Queste due signore,
che giostrano le nostre ore,
vanno sempre a braccetto, anche se sembran lontane:
essenziali entrambe, amiche per giunta, ma sempre un po’ puttane.
Son la vita e la morte
che muovono a loro piacimento la nostra sorte.
La vita, quella grande, bella, caotica bobina,
dove cresciamo con gioia, ma un pizzico strozzina.
Pienia di storie, drammi e risate,
mentre ci chiediamo se ne valga la pena, davvero, di viver certe giornate.
E poi c’è la morte, così calma e sicura,
senza scadenze, tasse, ma in attesa futura.

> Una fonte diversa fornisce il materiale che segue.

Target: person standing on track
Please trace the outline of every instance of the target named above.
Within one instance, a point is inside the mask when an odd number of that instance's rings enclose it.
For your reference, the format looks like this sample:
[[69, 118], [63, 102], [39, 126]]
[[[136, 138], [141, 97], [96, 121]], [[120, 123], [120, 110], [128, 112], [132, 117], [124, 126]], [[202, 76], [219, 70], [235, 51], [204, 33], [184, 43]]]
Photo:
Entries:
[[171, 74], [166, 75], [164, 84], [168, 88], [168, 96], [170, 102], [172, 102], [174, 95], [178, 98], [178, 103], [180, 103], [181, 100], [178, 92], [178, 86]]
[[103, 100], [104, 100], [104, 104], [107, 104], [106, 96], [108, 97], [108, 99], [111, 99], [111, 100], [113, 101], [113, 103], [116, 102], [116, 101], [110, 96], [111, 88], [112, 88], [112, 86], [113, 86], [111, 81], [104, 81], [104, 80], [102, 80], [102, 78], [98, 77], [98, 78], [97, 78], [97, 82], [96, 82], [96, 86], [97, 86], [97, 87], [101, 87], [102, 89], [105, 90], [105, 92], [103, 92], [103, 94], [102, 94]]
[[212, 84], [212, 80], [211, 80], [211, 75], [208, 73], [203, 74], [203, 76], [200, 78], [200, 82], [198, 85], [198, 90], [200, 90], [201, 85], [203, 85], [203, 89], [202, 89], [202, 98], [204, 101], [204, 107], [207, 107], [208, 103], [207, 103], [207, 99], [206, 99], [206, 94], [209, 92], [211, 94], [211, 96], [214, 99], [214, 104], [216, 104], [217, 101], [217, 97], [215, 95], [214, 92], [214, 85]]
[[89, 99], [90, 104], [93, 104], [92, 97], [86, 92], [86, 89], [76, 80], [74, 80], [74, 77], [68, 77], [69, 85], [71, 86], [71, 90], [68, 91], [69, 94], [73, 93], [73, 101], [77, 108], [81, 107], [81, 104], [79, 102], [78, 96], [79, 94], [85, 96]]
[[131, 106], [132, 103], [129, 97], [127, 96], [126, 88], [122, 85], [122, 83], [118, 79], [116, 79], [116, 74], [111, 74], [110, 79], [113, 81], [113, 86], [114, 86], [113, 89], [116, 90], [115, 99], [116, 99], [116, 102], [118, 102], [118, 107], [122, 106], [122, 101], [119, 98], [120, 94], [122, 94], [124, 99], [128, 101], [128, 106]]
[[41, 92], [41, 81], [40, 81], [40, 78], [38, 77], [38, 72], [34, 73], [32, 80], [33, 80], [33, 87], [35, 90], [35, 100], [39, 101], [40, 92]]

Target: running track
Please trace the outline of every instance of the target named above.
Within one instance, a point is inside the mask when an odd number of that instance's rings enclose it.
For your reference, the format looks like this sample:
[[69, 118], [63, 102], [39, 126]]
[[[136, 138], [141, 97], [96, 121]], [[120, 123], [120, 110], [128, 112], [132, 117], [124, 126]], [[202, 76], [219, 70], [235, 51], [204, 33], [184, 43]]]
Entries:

Niente più lunedì o dolori persistenti,
un luogo di pace senza troppi lamenti.
In vita, corriamo dietro sogni sfuggenti,
tra impegni, affanni e momenti esaltanti.
La morte, invece, ha un’agenda pulita,
un lusso raro in questa vita spaurita.
La vita, quel circo di clamore
dove inciampiamo a volte, ma regala stupore;
tra sogni grandiosi e mete ambite,
ci destreggiamo con sorrisi e ferite.
Poi c’è la morte, la fine tagliente
che mette ordine, definitiva e silente.
Niente più sveglie, bollette o ritardi
ci aspetta paziente, alla fine dei traguardi.
Così, siamo qui, tra il felice caos e l’eterno fosso,
celebrando la commedia e il suo dolce paradosso.
Viviamo per il brivido, con ironico amore,
finché morte ci regala silenzio d’onore.
Quindi perché ti affretti, t’arricchisci o ti incazzi
tanto per la vita e per la morte siamo comunque tutti pupazzi.